What will change in due course is that as we move over to the Foundation model - following the completion of the transaction - we will shift to unified platform releases, and that will mean we move over to a roadmap which looks somewhat different, since it will include everything from the OS up to the application suite. As I said before, we intend to be as transparent and open as we can about this stuff so expect more details as they become clear.

Why the Eclipse Public License?

This is the kind of question that has some people settling down for a debate and others looking for the exit, and which could in any case run to several pages. I’ll keep to the two clear pragmatic benefits which pointed towards the EPL for now. One, it’s ‘weak copyleft’, which means that it gives commercial entities some confidence that the decision about when a given feature is a ‘differentiator’ and when it is something that belongs in the core platform is something that they have a degree of authority over. I regard that as important because competition drives innovation too. Two, the EPL is familiar to everyone involved in the Foundation - everyone has already been through the process of adopting the Eclipse license in some context. This really helps to accelerate the whole process.

Why not open source on Day 1?

Being able to do so would be great, but we want to make sure of two things. One, that all the contributors have time to go through the necessary steps before contributing their code to the Foundation, because they will in effect be granting patent licenses to their competitors in doing so, and on the whole if you’re granting patent licenses to your competitors it’s best to check with your legal department.

And two, that what we open up makes sense and is really usable - i.e. that it is consistently commented, well-documented and so on. And of course that we have the rights to open source it: today some of the code in Symbian OS and the other platform components is licensed in from third parties whose rights we will obviously take care to respect.
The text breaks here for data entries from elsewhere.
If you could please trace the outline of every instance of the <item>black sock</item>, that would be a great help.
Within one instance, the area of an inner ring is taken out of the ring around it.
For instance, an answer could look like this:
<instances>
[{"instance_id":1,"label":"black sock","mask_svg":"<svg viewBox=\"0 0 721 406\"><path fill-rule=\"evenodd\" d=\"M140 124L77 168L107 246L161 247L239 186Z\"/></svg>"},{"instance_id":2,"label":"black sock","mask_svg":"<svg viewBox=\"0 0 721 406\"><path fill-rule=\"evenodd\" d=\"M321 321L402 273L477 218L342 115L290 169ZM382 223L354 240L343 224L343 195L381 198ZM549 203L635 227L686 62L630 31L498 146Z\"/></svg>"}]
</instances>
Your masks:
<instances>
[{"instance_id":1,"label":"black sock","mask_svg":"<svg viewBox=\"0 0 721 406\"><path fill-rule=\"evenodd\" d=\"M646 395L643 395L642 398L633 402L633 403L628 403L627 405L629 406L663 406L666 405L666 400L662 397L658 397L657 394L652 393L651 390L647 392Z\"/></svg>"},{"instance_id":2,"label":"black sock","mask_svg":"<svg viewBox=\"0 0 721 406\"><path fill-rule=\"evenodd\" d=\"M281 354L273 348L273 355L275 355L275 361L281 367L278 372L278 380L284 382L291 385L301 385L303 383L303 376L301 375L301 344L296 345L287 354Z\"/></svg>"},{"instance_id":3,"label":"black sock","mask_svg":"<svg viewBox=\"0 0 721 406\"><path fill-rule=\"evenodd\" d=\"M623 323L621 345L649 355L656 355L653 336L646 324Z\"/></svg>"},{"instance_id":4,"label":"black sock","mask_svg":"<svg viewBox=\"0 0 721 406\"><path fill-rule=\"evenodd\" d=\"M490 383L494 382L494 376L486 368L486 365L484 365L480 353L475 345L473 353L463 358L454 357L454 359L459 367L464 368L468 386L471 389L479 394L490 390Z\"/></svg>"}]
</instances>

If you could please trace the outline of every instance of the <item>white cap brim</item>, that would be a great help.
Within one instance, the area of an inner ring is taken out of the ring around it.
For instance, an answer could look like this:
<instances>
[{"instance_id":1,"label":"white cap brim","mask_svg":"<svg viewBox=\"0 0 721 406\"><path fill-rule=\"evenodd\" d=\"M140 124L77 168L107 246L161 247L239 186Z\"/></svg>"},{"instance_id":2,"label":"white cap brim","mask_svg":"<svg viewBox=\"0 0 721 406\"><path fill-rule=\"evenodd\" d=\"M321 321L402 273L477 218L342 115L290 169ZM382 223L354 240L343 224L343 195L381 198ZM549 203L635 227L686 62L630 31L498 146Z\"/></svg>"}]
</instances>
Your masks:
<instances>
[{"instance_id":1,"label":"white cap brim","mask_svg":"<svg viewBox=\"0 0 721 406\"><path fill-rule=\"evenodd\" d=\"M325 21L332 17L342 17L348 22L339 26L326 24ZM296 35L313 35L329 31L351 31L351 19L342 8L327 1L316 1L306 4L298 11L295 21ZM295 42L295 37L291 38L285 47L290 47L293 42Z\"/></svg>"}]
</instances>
These processes are going to take a little while, but we will try to work out a way of doing it in phases so that really useful bits of source get prioritised and released earlier. It’s a big task though - there are open source projects with a larger code base, but I’m not sure that any body of code this size has been open sourced - if you can point me to examples otherwise then please do because we’re eager to learn.

What happens next?

The first thing that happens next is most likely that a large number of Symbian, Nokia, Sony Ericsson etc. employees go to their respective bars/pubs/whatevers around the world to absorb the news and probably other substances besides. For most people inside the companies as well as out this will come as a surprise, so there will be a lot of work in the next few days answering questions about what the future looks like and what it means for everyone. But once the first dust cloud has settled we will get on with planning the details of how the new platform will be developed, how the Foundation itself will work in practice once it becomes operational and what the transition process should look like.

Which means there are still a few thousand questions to be answered, but it’s going to be fun tackling them. To that end, I’ll post back here as we nail more things down and are able to fill in some of the blanks. If you feel like adding to the list, please post a comment here or mail me and I’ll do my best.